Fehlt es an der Rechteinräumung, wird es noch schwieriger für den Verlag, gegen die Weiternutzung vorzugehen.

Genau. Und genau so soll es sein. Denn es gibt einen Grund, warum das Gesetz vorsieht, dass es nicht nur verschiedene Verwertungsrechte gibt, sondern der Urheber auch die Möglichkeit hat, einen Text nur zur einfachen Nutzung (vor gar nicht allzu langer Zeit, also vor den Total-Buyouts, der Standard bei Printjournalisten) zu lizenzieren. Denn der Urheber hat möglicherweise gar kein Interesse daran, dass sein Artikel nur bei einem Verlag erscheint und dann womöglich hinter einer Paywall verschwindet, oder dass jemand, der den Artikel übernimmt, mit der Abmahnkeule bedroht wird. Die Argumentation: Wir haben vom Autor keine Rechte eingeräumt bekommen, hätten sie aber eigentlich eingeräumt bekommen sollen, daher brauchen wir jetzt ein Leistungsschutzrecht, das sie uns sichert, ist auf bizarre Weise dreist und stellt die Idee des Urheberrechts auf den Kopf.

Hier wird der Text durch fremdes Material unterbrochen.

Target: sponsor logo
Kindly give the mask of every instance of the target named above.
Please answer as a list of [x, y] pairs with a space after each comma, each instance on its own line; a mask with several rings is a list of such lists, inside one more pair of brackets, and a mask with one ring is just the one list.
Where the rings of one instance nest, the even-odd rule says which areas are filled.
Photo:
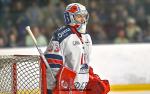
[[64, 80], [61, 81], [61, 86], [64, 88], [64, 89], [67, 89], [68, 88], [68, 83]]
[[89, 71], [88, 65], [87, 64], [82, 64], [79, 73], [80, 74], [86, 74], [86, 73], [88, 73], [88, 71]]

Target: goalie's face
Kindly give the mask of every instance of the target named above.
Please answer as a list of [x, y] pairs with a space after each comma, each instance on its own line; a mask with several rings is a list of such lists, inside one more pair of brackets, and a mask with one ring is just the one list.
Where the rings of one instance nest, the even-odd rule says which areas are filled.
[[74, 17], [75, 21], [80, 24], [84, 24], [86, 22], [86, 18], [87, 18], [86, 15], [81, 15], [81, 14], [77, 14]]

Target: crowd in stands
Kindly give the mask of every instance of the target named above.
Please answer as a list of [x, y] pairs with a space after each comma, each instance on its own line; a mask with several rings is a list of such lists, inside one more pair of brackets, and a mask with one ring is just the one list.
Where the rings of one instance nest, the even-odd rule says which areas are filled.
[[150, 42], [150, 0], [0, 0], [0, 48], [33, 46], [27, 25], [46, 46], [71, 2], [87, 7], [93, 44]]

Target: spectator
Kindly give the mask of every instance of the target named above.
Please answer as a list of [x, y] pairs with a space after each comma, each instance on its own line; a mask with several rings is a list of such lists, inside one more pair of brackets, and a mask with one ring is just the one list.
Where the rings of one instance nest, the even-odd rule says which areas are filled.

Aber es kommt noch besser:

Artikel 5 GG legt nicht nur ein Abwehrrecht gegenüber dem Staat fest, sondern ist als Bestandsgarantie für eine freie Presse zu verstehen. Der Staat hat eine Schutzpflicht gegenüber der Presse.

Das kann schon sein – wenn „Presse“ als die Gesamtheit des meinungsbildenden Journalismus verstanden wird. Eine Pflicht, Verlagen ein Auskommen zu sichern, die bedrucktes Papier verkaufen, hat der Staat nicht.

Journalisten müssen partizipieren können, der Informationsaustausch darf nicht behindert, die Rechte der Autoren dürfen nicht beschränkt werden. Die Autoren werden an einzelnen Beiträgen entstehende Urheberrechte für sich behalten.

Es sind gefährliche Zeiten, in denen das Selbstverständliche wie ein gütiges Zugeständnis verkauft wird. Ein Schutzrecht, das leistet, was die Verlage gern hätten – das Aggregieren und sonstige „gewerbliche Nutzen“ von Inhalten zu unterbinden oder zumindest abgabepflichtig zu machen – müsste so weit gehen, dass das Schutzrecht selbst die Pressefreiheit in Gefahr bringt. Auf den Gesetzesentwurf kann man gespannt sein.